# Homework 4, Part 2

In Part 1, we saw how to create a bi-encoder to estimate the relevance of a query-document pair and generate these relevance scores. In Part 2, we'll see how to integrate those scores into a learning to rank (L2R) model with a few features.

For this part, you are going to:
1. Create the dataset ready to use for Pyterrier.
2. integrate the cosine similarity you have got in part 1 into the features of learning to rank models.


Learning goals for Homework 4, Part 2:
* Improve familiarity with installing and running Pyterrier code
* Learn how to use L2R models in Pyterrier
* Learn how to add custom features to L2R models with Pyterrier.
* Deepen your understanding of how different models perform in mixed-domain settings (e.g., text queries / code docs)


### Step 0: install things as needed

In case you didn't do any of Homework 3 (which was extra credit), please be sure to have the following libraries installed and ready.
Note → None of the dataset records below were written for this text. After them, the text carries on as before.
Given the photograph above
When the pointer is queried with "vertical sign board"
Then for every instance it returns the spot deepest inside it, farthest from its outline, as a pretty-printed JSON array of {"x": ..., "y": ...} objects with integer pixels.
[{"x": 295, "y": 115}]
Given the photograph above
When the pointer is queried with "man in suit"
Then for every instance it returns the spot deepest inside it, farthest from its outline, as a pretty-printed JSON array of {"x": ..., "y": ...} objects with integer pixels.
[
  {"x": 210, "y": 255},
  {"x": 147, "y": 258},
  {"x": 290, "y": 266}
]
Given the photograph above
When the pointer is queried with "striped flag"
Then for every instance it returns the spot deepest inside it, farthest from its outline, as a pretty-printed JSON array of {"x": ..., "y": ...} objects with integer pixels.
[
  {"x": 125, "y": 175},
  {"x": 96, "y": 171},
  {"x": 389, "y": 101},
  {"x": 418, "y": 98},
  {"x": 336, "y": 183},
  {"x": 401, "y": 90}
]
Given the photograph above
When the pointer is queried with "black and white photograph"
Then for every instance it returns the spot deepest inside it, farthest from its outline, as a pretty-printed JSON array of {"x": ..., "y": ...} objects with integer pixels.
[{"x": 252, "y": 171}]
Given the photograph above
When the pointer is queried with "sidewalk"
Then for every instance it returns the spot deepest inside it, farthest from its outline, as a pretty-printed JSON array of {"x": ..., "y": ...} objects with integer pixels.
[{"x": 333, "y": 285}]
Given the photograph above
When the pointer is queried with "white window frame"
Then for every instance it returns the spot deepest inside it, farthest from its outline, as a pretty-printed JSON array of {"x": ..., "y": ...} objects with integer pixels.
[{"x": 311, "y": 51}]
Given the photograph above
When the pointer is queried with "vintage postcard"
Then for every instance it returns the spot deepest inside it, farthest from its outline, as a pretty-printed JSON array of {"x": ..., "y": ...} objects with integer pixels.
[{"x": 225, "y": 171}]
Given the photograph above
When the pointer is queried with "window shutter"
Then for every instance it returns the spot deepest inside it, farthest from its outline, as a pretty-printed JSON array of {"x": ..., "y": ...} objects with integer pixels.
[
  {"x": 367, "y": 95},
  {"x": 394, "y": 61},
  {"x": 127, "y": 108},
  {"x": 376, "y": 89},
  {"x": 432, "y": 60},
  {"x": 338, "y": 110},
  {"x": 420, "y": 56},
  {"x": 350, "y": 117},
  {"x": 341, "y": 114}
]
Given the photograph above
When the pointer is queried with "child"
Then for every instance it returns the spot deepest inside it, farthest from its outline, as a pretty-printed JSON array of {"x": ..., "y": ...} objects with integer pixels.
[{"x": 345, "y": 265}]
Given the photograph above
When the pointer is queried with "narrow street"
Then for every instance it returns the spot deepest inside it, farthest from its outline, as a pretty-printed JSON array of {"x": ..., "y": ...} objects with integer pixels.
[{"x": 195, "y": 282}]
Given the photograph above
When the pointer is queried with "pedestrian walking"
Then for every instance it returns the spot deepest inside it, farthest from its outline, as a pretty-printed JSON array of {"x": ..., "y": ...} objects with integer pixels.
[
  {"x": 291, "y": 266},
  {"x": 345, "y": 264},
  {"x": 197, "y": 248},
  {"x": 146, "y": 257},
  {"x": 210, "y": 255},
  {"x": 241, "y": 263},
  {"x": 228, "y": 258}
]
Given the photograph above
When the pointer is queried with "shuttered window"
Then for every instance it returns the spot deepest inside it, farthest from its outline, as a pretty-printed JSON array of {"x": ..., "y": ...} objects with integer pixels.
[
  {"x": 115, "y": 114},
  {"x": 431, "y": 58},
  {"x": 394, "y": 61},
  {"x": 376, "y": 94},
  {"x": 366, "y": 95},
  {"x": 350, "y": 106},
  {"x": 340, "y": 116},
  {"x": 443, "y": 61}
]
The installation command is commented out for now but uncomment and run each as needed.

In [3]:
!pip install fastrank
!pip install lightgbm
!pip install python-terrier

Looking in indexes: https://pypi.org/simple, https://us-python.pkg.dev/colab-wheels/public/simple/
Looking in indexes: https://pypi.org/simple, https://us-python.pkg.dev/colab-wheels/public/simple/
Looking in indexes: https://pypi.org/simple, https://us-python.pkg.dev/colab-wheels/public/simple/


# Task 1: Creating a dataset with precomputed features

## Task 1.1

Load in the dataset used for evaluation as a pandas data frame, which is in `final_evaluation_set.csv`. Then print the number of unique queries (99), unique code-documents in the dataset (958) to verify it was loaded correctly.

In [4]:
import pandas as pd
import numpy as np

In [117]:
# TODO
finalFile = pd.read_csv('final_evaluation_set.csv')
finalFile = pd.DataFrame(finalFile)
# finalFile.insert(0, 'docid', range(len(finalFile)))
# finalFile['docid'] = finalFile['docid'].astype(str)
finalFile = finalFile.rename(columns = {'code':'text'})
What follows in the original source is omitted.